Tests for gunshot residue:
A gun fired when in contact with an object will normally deposit a very intense ring of residue right around the edge of the bullet hole and the heat may melt synthetic clothing.
A bullet fired from close range (ie within a foot) tend to result in a very concentrated deposit of residue around the bullet entrance hole and will include a sooty deposit of visible residue.
A bullet fired from between 1 and 3 feet away tends to deposit a lot of residue, but most of it invisible to the naked eye.
When there is no residue it could mean that the gun was fired from a long way away, or that there was something between the gun and the target.
Computers: Large databases of firearms records, crime scene information etc are kept on a system called "DRUGFIRE" sponsored by the FBI, and another one called IBIS maintained by Forensic Technology.
See the medical section for information on the medical treatment of gunshot wounds. This section is merely the forensic side of the subject.

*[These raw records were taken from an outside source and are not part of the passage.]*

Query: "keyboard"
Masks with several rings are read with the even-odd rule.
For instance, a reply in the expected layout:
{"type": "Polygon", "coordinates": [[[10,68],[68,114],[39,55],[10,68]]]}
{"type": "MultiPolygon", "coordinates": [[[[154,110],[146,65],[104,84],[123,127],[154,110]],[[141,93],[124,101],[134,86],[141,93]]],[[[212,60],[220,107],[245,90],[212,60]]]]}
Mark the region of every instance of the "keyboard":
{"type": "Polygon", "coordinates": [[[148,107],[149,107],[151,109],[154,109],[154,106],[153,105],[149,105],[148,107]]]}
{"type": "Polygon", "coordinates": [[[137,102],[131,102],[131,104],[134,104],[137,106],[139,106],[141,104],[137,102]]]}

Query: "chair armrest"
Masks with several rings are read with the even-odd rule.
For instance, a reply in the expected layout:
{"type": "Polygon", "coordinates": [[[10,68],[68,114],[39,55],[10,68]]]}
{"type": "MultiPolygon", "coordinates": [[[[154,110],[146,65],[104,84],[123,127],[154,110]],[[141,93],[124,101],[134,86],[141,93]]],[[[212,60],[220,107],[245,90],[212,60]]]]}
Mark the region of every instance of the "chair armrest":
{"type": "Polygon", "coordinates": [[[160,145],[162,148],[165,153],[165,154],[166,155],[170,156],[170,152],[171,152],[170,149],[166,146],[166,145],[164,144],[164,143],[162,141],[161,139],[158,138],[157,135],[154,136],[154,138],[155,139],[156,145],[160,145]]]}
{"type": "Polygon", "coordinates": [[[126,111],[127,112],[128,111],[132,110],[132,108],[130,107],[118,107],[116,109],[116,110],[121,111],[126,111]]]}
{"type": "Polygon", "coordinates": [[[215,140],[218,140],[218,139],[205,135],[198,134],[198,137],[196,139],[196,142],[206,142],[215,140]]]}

Determining position of gun:
This is job both for the firearms expert and the pathologist
Intermediate range: If the gun was still close enough to leave residue:
Long-range No powder marks. The only mark is the bullet hole.
Entry and Exit Wounds
The entrance wound will always be smaller and more precise than the exit wound. The entrance wound is always surrounded by a ring of abraded skin.
At very close range, all the little shots are concentrated in one place. This leads to huge wounds. When someone kills themselves with a shotgun to the head, a lot of the head is destroyed.

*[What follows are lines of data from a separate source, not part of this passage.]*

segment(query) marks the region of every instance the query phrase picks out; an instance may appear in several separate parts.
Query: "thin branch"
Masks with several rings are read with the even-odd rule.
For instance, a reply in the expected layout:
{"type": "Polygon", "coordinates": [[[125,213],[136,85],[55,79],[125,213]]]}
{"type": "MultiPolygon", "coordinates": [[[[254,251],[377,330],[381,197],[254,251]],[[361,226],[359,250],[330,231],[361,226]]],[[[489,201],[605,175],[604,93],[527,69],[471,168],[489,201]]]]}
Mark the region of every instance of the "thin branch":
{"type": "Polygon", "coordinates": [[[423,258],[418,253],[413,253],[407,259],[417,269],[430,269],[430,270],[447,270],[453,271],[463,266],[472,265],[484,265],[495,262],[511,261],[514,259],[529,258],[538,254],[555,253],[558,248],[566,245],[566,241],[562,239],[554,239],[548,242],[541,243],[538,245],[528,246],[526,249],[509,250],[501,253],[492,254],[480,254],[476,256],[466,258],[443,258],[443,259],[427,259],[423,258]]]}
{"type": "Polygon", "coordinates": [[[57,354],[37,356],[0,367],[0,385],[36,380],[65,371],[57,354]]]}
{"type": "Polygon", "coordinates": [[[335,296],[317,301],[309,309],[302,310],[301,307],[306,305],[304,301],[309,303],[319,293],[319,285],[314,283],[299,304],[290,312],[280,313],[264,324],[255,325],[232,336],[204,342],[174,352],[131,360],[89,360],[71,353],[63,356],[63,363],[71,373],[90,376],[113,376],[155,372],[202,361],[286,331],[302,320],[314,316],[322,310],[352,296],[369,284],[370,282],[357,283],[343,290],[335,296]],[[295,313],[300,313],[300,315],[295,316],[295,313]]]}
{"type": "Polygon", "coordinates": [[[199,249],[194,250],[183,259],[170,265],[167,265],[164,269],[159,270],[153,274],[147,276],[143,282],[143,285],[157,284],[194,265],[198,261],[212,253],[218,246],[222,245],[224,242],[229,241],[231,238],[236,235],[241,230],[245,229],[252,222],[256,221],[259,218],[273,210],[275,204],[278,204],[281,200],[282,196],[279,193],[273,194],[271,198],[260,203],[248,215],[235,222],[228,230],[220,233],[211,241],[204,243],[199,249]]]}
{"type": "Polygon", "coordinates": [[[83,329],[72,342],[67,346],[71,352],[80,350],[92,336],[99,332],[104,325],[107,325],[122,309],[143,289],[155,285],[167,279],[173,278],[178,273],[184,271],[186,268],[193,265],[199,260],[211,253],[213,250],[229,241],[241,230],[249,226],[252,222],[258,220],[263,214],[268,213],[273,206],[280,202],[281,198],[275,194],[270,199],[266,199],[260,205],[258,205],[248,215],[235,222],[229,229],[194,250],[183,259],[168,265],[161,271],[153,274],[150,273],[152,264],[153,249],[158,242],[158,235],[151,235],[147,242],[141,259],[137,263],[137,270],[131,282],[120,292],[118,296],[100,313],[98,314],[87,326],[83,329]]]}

At fairly close range the shot begins to expand. As we get to about 2 feet away, the wound begins to look like a large central hole with a few little holes around the edge. Beyond 4 or 5 feet the shot disperse more and more and is more likely to make lots of little wounds, not likely to be fatal. As a rough rule, the distance of the gun in feet will be diamater of the wound (from the extremes of the little shot wounds) in inches minus one. Thus a wound that is five inches across was done at four yards.

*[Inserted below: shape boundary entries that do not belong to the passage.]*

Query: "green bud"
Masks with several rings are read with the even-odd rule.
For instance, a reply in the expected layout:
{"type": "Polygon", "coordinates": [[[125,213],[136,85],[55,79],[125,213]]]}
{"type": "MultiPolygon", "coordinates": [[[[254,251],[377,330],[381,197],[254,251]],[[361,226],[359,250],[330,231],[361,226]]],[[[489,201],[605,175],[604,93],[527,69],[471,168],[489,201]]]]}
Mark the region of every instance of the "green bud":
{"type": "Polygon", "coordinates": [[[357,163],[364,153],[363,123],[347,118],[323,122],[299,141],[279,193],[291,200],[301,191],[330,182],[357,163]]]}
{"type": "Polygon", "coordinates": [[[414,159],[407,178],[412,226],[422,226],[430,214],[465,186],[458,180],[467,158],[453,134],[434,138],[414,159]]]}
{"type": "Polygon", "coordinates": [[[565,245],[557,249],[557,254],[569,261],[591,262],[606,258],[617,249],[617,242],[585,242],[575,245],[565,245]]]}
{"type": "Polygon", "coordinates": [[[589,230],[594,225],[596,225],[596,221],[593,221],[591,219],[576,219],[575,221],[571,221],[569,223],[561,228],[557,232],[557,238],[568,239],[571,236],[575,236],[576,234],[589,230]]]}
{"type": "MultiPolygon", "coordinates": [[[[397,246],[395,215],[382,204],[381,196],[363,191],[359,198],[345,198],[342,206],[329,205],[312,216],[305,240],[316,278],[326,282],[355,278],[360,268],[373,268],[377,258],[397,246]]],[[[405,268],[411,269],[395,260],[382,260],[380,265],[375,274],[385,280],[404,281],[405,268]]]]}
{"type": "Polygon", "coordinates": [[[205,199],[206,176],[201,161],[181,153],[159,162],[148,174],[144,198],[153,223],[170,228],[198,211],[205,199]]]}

Accident? Surprisingly few gunshot fatalities are accidental. People who own guns are usually very careful with them. Most accidents happen if someone else gets hold of the gun.
Suicide? First, check to see if it is physically possible that the wound could be self-inflicted. If the gun was fired more than 3 feet away, then it can't be. A wound in the back of the head is more likely to be homicide than suicide.
Some of these indicators are obvious at the scene. Some require post-mortem exams - eg to determine the trajectory of the bullet.
Only about a quarter of suicides leave notes.
With a handgun (like Mulder and Scully's), statistics show that 83 percent of suicides shoot themselves in the head. Most of the rest go for the chest, and a tiny minority go for the abdomen. Only 50 percent of shotgun suicides are in the head. 36 percent are in the chest.
Homicide? Gunshots wounds are the most common method of murder in America. Usually it is fairly obvious, by the trajectory, position of gun and other circumstances - eg armed robbery. All materials recovered at the scene or at the autopsy will be sent to the ballistics section.